Obama opposed California's ban on gay marriage. He generally has said he supports equal rights under the law for same-sex couples.

Give up? What's missing is that Obama opposes gay marriage too. He may claim support for gay "rights", but during the election stated his opposition to gay marriage. Funny how upset the gay marriage activists are about Rick Warren while ignoring the stance of the Obamessiah.

Apparently they were expecting him to lie about gay marriage during the campaign and then suddenly change his mind when he was elected.

Rick Warren issued a statement concerning the brouhaha created by his invitation:
I commend President-elect Obama for his courage to willingly take enormous heat from his base by inviting someone like me, with whom he doesn't agree on every issue, to offer the Invocation at his historic Inaugural ceremony.

Hopefully individuals passionately expressing opinions from the left and the right will recognize that both of us have shown a commitment to model civility in America.

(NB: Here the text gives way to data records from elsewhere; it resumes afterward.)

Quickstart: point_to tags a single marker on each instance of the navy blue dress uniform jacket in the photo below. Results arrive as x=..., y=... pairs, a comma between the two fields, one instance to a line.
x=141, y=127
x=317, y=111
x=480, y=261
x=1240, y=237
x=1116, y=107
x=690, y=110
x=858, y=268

The Bible admonishes us to pray for our leaders. I am honored by this opportunity to pray God's blessing on the office of the President and its current and future inhabitant, asking the Lord to provide wisdom to America's leaders during this critical time in our nation's history.
I still have concerns that he's being used by Obama to get a free pass from evangelicals.

By the way, the lefty blogs are in a complete lather over Warren. They're so upset that a gay marriage opponent would be invited to speak (again, ignoring Obama's own opposition to gay marriage), that some are demanding that a racist or white supremacist be invited too since Obama wants to "agree to disagree". They're all a bunch of 3-year olds. Don Surber has the details.

UPDATE: Byron York has more on the willful ignorance of the left and the press of Obama's stand on gay marriage.

UPDATE 2: The L.A. Gay & Lesbian Center has issued their petulant statement:
"If President-elect Obama does not disinvite Rick Warren, then he is defining what inclusion in America will mean under his administration. It will mean that the practice of bigotry is acceptable, and that as president — in the name of 'inclusion' — he will provide a place and platform for that bigotry to be expressed and grow.

"Apparently we are welcome into the big tent of hope, but if we choose to enter, we should do so knowing we are in hostile, yet 'balanced' territory.”

Let us quickly return to the Saddleback Civil Forum:
"Define marriage,” Pastor Rick Warren asked Barack Obama at the “Saddleback Civil Forum on the Presidency,” held last August at Warren’s Saddleback Church in Lake Forest, California.

"I believe that marriage is the union between a man and a woman,” Obama quickly answered. Obama added that he opposed a constitutional amendment that would define marriage as he does, but on the basic issue, Obama and Warren agreed: marriage equals one man and one woman….
The Gay and Lesbian Center clearly hasn't been paying attention. I guess some "hope" got in their eyes.